Im Hofgrundstück des Hauses Bäckerstraße 20 befindet sich der ehemalige Tabakspeicher. Die Firma „Walter & Sevin Tabak - und Zigarrenfabrik“, die Eigentümerin im 19. und Anfang des 20. Jahrhundert war, nutzte das Gebäude aus dem Jahre 1736 lange Zeit als Speicher. Seit der Restaurierung im Jahre 1994 zeigt das Gebäude auf 450 m² Ausstellungen zur Wirtschaftsgeschichte und Archäologie Nordhausens. Die daneben liegende Museumsscheune wurde aus altem Eichenholz einer Scheune in Kleinfurra nachgebildet und damit konnte die Ausstellungsfläche auf 1.150 m² ausgedehnt werden. Dokumentiert werden traditionelle Werkzeuge und Erzeugnisse (z. B. aus Schmiede, Blaudruckerei, Schneiderei, Bäckerei). Auf zwei Etagen werden Gegenstände ausgestellt, die bei den Ausgrabungen der vergangenen Jahre in Nordhausen gefunden wurden. Teilweise konnten auch Exponate aus dem Depot des Landesamtes für Archäologie in Weimar wieder nach Nordhausen zurückgebracht werden.

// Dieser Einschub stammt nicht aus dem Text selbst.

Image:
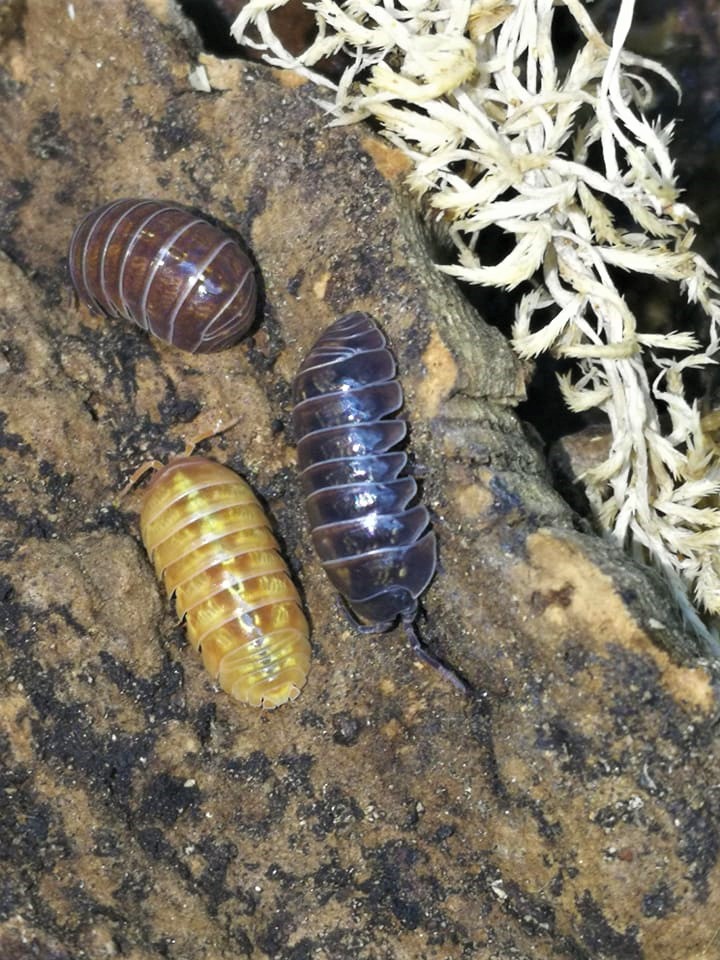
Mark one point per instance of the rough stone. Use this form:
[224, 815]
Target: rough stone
[569, 809]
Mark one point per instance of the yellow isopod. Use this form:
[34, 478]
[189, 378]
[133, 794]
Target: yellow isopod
[210, 542]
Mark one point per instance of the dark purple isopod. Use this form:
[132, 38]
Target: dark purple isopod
[376, 550]
[173, 273]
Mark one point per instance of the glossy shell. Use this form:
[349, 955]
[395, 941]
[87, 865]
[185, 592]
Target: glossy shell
[172, 273]
[375, 549]
[209, 540]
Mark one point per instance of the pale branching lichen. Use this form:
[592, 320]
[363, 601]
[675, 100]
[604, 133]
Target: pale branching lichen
[501, 132]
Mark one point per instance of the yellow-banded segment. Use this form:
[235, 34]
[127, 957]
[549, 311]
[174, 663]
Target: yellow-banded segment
[209, 540]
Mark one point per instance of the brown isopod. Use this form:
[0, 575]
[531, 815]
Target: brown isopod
[172, 273]
[209, 540]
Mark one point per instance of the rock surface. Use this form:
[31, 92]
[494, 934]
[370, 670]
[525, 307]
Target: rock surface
[568, 810]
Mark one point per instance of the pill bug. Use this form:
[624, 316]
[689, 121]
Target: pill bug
[172, 273]
[209, 540]
[376, 549]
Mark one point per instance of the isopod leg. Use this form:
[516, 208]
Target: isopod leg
[424, 655]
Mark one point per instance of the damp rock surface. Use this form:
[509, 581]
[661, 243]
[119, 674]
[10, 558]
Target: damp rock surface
[569, 809]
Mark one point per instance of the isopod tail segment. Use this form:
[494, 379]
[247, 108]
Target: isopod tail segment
[416, 644]
[210, 542]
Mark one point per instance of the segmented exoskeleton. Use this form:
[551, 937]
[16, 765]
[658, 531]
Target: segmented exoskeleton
[375, 548]
[171, 272]
[209, 540]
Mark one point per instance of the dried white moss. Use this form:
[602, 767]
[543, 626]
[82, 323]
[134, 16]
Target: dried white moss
[500, 133]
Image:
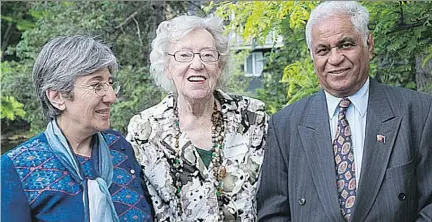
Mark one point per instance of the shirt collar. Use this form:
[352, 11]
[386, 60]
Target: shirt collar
[358, 99]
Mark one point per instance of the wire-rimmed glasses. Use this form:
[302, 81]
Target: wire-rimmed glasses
[206, 55]
[101, 88]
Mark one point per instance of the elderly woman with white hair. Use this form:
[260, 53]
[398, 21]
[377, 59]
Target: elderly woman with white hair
[201, 148]
[77, 169]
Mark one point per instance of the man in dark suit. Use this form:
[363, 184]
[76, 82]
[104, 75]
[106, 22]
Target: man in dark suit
[355, 151]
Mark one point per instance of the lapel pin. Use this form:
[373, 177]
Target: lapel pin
[381, 139]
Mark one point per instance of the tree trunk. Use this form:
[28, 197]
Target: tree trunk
[424, 75]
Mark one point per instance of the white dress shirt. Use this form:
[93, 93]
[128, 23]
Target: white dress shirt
[356, 115]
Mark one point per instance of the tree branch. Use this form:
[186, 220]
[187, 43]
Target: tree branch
[5, 42]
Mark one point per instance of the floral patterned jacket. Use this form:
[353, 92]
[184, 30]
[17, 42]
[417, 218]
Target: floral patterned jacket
[151, 134]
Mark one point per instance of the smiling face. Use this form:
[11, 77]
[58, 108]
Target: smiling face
[88, 113]
[341, 60]
[195, 79]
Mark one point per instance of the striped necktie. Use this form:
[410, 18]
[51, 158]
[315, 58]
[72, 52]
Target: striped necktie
[344, 162]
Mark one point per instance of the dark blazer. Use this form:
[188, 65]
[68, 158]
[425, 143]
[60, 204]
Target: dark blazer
[298, 177]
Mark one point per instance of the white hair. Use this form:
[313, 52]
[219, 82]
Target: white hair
[358, 13]
[172, 31]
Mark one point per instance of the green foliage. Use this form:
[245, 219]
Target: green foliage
[11, 108]
[255, 20]
[402, 31]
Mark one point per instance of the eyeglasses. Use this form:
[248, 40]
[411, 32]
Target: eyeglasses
[187, 55]
[101, 89]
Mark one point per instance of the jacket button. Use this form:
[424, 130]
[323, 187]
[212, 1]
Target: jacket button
[302, 201]
[402, 196]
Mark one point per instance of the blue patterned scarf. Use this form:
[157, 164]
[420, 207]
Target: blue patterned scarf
[98, 205]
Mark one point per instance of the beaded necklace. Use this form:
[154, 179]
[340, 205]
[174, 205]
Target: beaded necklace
[218, 130]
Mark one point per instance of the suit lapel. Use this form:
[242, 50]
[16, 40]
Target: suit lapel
[316, 140]
[380, 121]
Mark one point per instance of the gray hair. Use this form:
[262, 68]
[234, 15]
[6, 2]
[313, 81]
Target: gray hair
[359, 17]
[172, 31]
[62, 60]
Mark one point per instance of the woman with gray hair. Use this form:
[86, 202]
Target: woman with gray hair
[201, 148]
[78, 169]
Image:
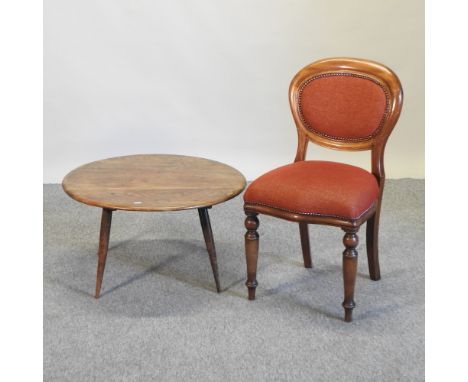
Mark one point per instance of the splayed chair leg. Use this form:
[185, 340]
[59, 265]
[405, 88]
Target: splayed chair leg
[305, 244]
[251, 252]
[372, 245]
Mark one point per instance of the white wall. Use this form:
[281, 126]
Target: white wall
[210, 78]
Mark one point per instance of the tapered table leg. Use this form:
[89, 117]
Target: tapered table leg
[106, 220]
[209, 241]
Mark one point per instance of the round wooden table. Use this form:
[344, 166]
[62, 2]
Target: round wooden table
[153, 183]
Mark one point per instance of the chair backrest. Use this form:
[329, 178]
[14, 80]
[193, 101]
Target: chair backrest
[346, 104]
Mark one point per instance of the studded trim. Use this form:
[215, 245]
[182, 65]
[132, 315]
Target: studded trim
[382, 121]
[314, 213]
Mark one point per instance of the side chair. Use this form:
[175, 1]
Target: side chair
[344, 104]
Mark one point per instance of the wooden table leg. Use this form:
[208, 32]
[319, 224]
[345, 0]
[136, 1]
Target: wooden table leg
[208, 235]
[106, 220]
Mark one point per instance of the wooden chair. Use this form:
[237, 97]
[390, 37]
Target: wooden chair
[345, 104]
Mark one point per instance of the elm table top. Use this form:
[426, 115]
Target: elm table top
[153, 183]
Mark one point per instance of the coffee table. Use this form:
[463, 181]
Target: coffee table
[153, 183]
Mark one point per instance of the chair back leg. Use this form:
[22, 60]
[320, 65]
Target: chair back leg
[251, 252]
[372, 245]
[305, 244]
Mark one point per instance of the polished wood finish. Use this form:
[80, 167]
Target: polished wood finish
[372, 246]
[106, 220]
[376, 143]
[305, 244]
[350, 240]
[153, 183]
[251, 252]
[209, 241]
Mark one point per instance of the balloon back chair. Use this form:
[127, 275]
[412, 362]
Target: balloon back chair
[339, 103]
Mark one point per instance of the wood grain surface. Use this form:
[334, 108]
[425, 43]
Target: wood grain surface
[153, 183]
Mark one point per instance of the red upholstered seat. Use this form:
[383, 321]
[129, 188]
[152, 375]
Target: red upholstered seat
[316, 188]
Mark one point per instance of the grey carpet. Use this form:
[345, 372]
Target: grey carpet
[159, 318]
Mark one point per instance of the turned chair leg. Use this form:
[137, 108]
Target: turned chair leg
[305, 244]
[106, 220]
[251, 252]
[209, 241]
[372, 245]
[350, 240]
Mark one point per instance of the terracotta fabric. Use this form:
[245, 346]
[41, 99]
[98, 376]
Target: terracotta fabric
[316, 188]
[343, 106]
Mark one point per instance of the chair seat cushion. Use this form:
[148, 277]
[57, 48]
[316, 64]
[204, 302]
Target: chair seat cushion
[317, 188]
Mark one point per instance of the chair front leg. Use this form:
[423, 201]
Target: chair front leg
[350, 240]
[251, 252]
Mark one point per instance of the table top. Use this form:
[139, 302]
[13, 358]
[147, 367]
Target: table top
[153, 183]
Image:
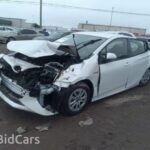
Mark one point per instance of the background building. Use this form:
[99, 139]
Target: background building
[15, 22]
[94, 27]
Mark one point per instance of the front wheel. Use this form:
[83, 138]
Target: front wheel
[75, 99]
[146, 78]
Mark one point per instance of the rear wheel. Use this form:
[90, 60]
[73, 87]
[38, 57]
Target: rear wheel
[146, 78]
[75, 99]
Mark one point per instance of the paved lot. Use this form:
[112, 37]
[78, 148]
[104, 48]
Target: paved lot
[121, 122]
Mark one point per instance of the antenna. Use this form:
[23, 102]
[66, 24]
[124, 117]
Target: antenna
[75, 44]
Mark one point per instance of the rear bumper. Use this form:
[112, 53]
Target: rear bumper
[25, 103]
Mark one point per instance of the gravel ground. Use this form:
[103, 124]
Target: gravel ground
[121, 122]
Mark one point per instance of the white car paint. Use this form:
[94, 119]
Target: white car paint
[114, 76]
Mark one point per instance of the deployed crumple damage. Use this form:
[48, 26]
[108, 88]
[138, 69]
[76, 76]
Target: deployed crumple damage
[32, 84]
[17, 62]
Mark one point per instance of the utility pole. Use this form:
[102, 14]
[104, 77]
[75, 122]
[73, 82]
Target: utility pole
[41, 13]
[111, 18]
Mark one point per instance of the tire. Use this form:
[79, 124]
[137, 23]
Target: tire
[146, 78]
[10, 39]
[72, 103]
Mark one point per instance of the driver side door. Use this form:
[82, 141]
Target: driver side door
[114, 73]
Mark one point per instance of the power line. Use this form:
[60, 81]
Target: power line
[77, 7]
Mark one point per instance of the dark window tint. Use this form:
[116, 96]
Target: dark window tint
[27, 32]
[2, 28]
[136, 47]
[126, 34]
[118, 47]
[86, 51]
[9, 29]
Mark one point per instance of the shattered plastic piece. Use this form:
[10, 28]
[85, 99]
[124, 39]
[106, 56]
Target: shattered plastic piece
[43, 127]
[88, 122]
[21, 130]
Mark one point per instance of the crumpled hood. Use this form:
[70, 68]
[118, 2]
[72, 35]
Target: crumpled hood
[34, 48]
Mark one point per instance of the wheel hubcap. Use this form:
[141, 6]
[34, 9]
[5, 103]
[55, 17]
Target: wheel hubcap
[77, 99]
[146, 77]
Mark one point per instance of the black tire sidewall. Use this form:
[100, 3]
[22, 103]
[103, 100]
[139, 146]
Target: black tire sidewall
[65, 102]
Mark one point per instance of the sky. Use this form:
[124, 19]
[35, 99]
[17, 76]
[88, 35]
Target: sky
[68, 17]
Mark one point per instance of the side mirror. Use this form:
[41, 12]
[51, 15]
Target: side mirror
[111, 56]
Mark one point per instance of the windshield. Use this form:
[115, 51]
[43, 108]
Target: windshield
[56, 35]
[85, 44]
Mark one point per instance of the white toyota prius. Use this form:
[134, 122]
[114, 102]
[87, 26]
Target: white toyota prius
[47, 78]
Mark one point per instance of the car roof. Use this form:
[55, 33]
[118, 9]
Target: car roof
[107, 35]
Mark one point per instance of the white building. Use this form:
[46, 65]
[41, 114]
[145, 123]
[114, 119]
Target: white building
[15, 22]
[94, 27]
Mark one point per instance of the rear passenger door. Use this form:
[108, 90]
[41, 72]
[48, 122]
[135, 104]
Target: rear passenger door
[114, 74]
[138, 62]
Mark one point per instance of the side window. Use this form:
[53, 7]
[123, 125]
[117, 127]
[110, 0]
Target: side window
[1, 28]
[9, 29]
[118, 47]
[28, 32]
[136, 47]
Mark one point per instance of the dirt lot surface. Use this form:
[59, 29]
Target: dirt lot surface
[121, 122]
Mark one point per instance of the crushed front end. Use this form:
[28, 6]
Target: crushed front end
[27, 84]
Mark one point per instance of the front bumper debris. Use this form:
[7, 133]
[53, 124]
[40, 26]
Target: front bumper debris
[19, 98]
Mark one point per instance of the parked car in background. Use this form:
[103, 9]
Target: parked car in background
[7, 34]
[43, 78]
[26, 34]
[125, 33]
[54, 36]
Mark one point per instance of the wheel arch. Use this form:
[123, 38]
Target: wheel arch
[90, 84]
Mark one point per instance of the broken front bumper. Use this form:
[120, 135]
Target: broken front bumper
[19, 98]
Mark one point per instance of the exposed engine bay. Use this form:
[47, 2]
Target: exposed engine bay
[34, 76]
[46, 72]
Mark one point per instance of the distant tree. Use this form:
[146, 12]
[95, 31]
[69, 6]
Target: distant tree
[35, 25]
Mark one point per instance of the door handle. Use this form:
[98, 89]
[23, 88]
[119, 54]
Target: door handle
[127, 63]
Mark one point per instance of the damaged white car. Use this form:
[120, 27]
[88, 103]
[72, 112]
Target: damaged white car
[47, 78]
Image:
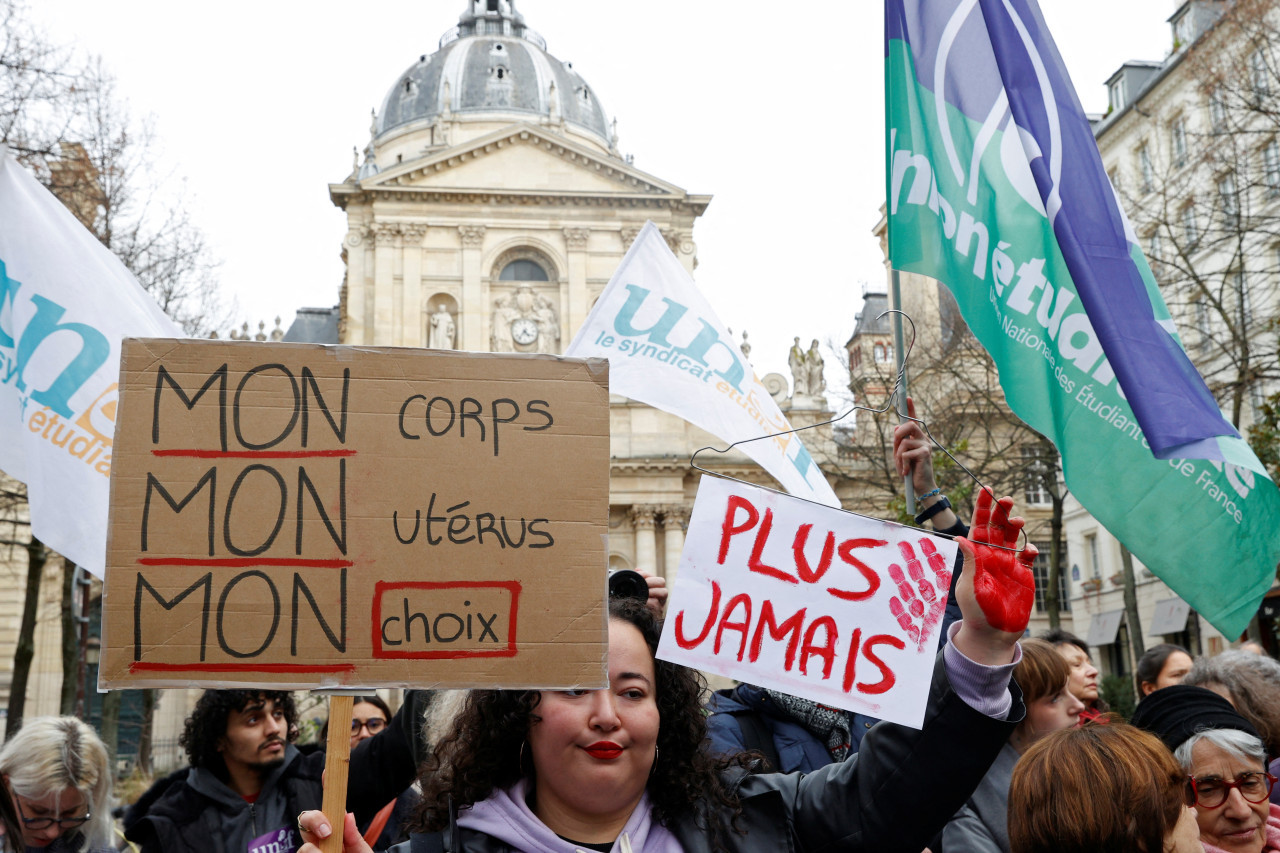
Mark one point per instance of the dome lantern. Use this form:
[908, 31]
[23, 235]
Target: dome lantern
[492, 68]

Das größte Spektrum der Ausstellung nehmen jedoch die wichtigsten Industriezweige der Stadt ein: Branntweinbrennerei, Kautabakfabrikation, Tapetenherstellung, Maschinenbau und Schachtbau sowie Kommunikationstechnik. Eine Besonderheit ist die Privatsammlung alter Kinotechnik im ersten Stock der Museumsscheune. Besonders die Erlebnisbereiche, wie die Fernmeldetechnik oder der historische Kinosaal, laden die Besucher ein, selbst aktiv zu werden. In den Sommermonaten werden auch standesamtliche Trauungen im Haus durchgeführt.

 

Tabakspeicher
Museum für Nordhäuser Handwerks-und
Industriegeschichte und Stadtarchäologie
Zweigstelle des Kunsthaus Meyenburg
Bäckerstraße 20
D-99734 Nordhausen
Telefon: 03631/98 27 37
Telefax: 03631/89 80 11

Öffnungszeiten:
Dienstag - Sonntag 11.00 - 17.00 Uhr
Montag geschlossen

Eintrittspreise:
Erwachsene 2,00 €
Ermäßigt 1,50 €
Kinder bis 16 Jahre frei

Verlagerung Triebwerk von Dora in die Museumsscheune

(2.500 €)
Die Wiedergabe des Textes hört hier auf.